There are other things to consider that may be more personal such as how each chapter affects unsecured and secured debt and whether it stops or prevents foreclosure. It's ultimately up to you to make this decision, but know that there are alternatives to filing for bankruptcy and even if you do, it's no the end and you will recover.

Let's Recap

No matter what your situation, bankruptcy is not the end of the road and you will recover from it if you chose to file. That being said, there are alternatives to filing for bankruptcy that can allow you to avoid personal bankruptcy on your credit reports, get you on a path to paying creditors what you owe, and avoiding bankruptcy attorney fees.

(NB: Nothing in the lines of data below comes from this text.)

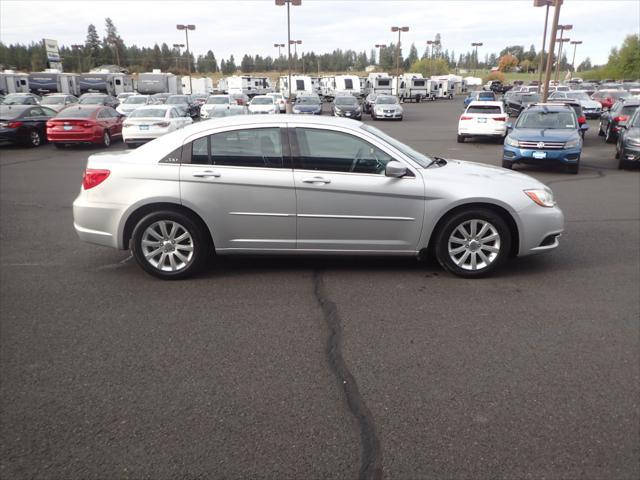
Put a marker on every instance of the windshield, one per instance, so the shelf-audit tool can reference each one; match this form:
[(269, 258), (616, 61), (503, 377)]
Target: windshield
[(554, 120), (386, 100), (417, 157), (308, 100), (135, 100), (92, 100), (52, 101), (148, 113), (218, 101), (176, 100), (346, 101)]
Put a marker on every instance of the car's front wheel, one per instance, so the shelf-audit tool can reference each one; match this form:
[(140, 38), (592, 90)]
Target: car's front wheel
[(169, 245), (473, 243)]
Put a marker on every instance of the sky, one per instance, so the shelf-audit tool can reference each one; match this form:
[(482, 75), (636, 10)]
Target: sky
[(243, 26)]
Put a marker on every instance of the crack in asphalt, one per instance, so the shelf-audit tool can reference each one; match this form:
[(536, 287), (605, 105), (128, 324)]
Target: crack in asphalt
[(371, 464)]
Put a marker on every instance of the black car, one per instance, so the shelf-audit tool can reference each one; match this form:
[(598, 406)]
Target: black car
[(98, 99), (628, 145), (24, 124), (346, 106), (610, 120), (514, 104), (184, 104), (21, 99), (368, 102)]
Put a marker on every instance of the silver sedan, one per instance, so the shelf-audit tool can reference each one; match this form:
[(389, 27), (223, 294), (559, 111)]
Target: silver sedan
[(291, 184)]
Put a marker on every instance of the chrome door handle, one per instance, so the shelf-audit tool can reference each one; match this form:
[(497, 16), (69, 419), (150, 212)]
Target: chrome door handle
[(316, 180), (205, 173)]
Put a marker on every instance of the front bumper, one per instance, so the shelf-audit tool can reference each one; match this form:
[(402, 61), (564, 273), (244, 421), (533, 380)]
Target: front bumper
[(568, 156)]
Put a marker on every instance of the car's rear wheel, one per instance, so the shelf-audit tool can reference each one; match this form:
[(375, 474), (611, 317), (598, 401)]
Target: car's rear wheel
[(169, 245), (473, 243)]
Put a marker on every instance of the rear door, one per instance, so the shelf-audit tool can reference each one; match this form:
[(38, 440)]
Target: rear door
[(240, 181), (344, 200)]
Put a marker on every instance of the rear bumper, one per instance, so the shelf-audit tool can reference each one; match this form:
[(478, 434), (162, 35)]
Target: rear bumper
[(569, 156)]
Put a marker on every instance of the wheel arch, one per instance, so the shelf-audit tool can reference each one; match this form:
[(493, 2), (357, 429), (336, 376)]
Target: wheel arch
[(140, 212), (498, 209)]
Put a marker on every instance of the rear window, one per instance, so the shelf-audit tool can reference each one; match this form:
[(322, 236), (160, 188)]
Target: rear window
[(75, 113), (489, 109)]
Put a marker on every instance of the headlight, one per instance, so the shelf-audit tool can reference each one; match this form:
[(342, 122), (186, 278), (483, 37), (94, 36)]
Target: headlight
[(543, 197), (511, 141), (572, 143)]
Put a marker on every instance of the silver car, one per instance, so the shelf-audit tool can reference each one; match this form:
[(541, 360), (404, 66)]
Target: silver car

There are various chapters of the United States Bankruptcy Code that apply to different types of bankruptcy protection. Chapter 7 applies to individuals and leads to the liquidation of all your assets to pay off debts with your unsecured debt, like credit cards, being forgiven. Chapter 13 involves the reorganization of your debt in the form of a payment plan and a court-ordered budget. These are the most common and the ones that apply widely to individuals.

You can avoid filing for bankruptcy by creating a budget, finding ways to increase your income, selling valuable items you own to repay debts, and truly finding a way to manage your finances. Debt and bankruptcy are not the end of the road.